Pengumuman ini disampaikan bertepatan dengan peringatan demonstrasi terbesar di Kuba dalam beberapa dekade terakhir.
Menteri Luar Negeri AS Marco Rubio mengatakan di platform media sosial X bahwa Kementerian Luar Negeri AS juga akan memberlakukan pembatasan visa terhadap pejabat peradilan dan penjara Kuba yang “bertanggung jawab atas atau terlibat dalam penahanan dan penyiksaan yang tidak adil terhadap para pengunjuk rasa Juli 2021.”
Demonstrasi yang berlangsung pada 11 dan 12 Juli 2021 itu muncul secara spontan, bukan dipimpin oleh kelompok oposisi, dan menyoroti parahnya krisis ekonomi di Kuba.
“AS akan terus membela HAM dan kebebasan fundamental rakyat Kuba, serta menegaskan bahwa tidak ada rezim yang tidak sah dan diktator yang diterima di kawasan kita,” kata Rubio dalam pernyataannya seperti dilansir AP.
Sikap Keras AS dan Kecaman Kuba
Pemerintahan Donald Trump mengambil sikap yang lebih keras terhadap pemerintah Kuba dibandingkan pemerintahan Joe Biden.
Selain Diaz-Canel, AS juga menjatuhkan sanksi terhadap Menteri Pertahanan Kuba Alvaro Lopez Miera dan Menteri Dalam Negeri Kuba Lazaro Alvarez Casas.
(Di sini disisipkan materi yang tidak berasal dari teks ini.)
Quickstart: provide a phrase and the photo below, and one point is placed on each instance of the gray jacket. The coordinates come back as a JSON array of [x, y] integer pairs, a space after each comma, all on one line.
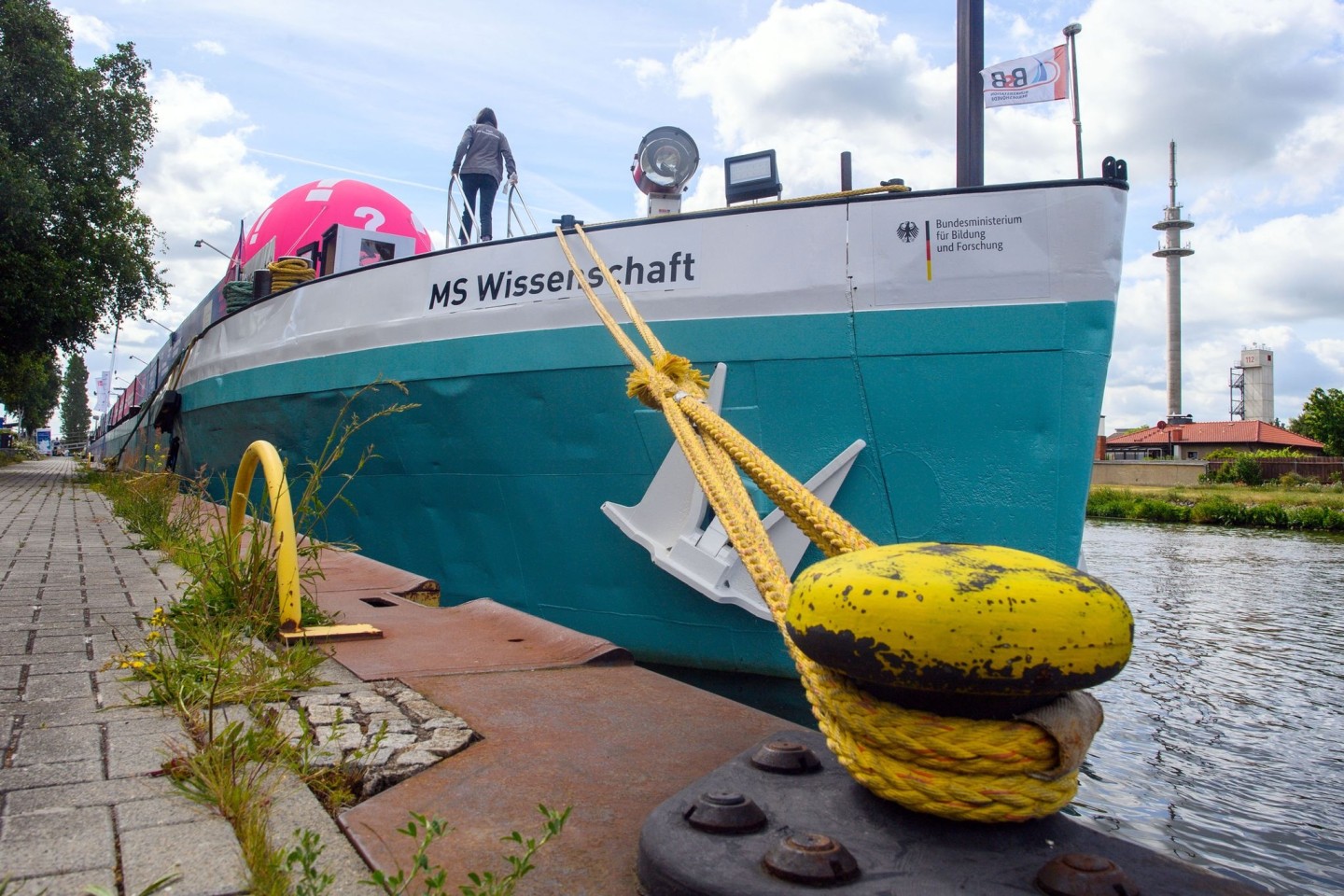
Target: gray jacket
[[480, 152]]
Tidak lama setelah pengumuman, Wakil Direktur Departemen Urusan AS di Kementerian Luar Negeri Kuba Johana Tablada mengecam Rubio dan menyebutnya sebagai “pembela genosida, sistem penahanan sewenang-wenang, dan deportasi massal”.
Demonstrasi pada 2021 dipicu oleh pemadaman listrik berulang di Havana dan sejumlah kota lainnya. Satu orang tewas dan beberapa aksi unjuk rasa berujung pada tindakan vandalisme.
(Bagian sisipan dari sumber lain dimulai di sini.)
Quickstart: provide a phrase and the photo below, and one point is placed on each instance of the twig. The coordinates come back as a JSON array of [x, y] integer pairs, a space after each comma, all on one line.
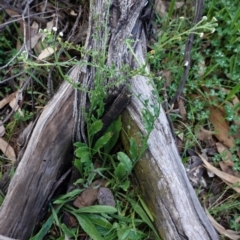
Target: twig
[[188, 48]]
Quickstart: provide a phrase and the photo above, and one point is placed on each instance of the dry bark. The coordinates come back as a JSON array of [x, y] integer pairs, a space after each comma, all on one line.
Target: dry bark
[[160, 173], [172, 199]]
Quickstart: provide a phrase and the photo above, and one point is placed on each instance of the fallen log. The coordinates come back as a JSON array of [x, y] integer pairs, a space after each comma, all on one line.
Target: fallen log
[[172, 199], [160, 174]]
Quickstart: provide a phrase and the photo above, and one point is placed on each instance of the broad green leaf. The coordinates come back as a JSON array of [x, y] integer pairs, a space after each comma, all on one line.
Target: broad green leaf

Kelompok-kelompok pendukung pemerintah bersama aparat turut merespons aksi tersebut dengan melakukan penindakan. Kelompok-kelompok hak asasi manusia memperkirakan lebih dari 1.000 orang ditangkap, meskipun pemerintah tidak mengeluarkan angka resmi.
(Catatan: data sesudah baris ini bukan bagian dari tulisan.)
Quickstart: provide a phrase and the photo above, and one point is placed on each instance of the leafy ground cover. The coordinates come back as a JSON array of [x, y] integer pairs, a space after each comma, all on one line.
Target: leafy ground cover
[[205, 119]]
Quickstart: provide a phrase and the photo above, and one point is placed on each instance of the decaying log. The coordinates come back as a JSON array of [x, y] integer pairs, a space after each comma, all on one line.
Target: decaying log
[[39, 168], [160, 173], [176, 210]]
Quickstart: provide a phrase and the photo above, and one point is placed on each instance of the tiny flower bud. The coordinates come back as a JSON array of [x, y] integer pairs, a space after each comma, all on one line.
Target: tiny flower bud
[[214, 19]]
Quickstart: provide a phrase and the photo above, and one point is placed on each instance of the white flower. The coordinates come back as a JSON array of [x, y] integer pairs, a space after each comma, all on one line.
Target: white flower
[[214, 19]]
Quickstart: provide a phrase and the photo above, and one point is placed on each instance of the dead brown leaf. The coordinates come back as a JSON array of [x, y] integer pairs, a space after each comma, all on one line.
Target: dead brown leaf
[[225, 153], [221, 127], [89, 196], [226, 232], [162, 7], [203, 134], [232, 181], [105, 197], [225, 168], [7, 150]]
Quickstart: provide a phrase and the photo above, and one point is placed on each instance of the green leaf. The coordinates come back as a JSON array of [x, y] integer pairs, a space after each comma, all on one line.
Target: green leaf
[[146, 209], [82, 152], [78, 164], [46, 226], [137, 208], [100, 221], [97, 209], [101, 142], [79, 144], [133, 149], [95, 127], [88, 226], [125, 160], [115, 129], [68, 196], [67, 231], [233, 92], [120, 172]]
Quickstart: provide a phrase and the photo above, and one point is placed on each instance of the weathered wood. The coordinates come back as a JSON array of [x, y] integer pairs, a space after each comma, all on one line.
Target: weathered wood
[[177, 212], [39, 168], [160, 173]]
Saat itu, pemerintah Kuba menyatakan bahwa aksi-aksi tersebut merupakan hasil dari kampanye media AS dan dampak sanksi ekonomi AS yang telah berlangsung selama puluhan tahun.
Pada 2022, jaksa Kuba menyebut sekitar 790 orang diselidiki atas tindakan yang berkaitan dengan demonstrasi, mulai dari mengganggu ketertiban hingga sabotase dan vandalisme.
Kelompok advokasi 11J, yang namanya merujuk pada tanggal demonstrasi tersebut, menyatakan pada akhir tahun lalu bahwa terdapat 554 orang yang sedang menjalani hukuman penjara terkait aksi protes tersebut. Namun, beberapa di antaranya dibebaskan bersyarat pada Januari lalu setelah adanya seruan dari Paus Fransiskus.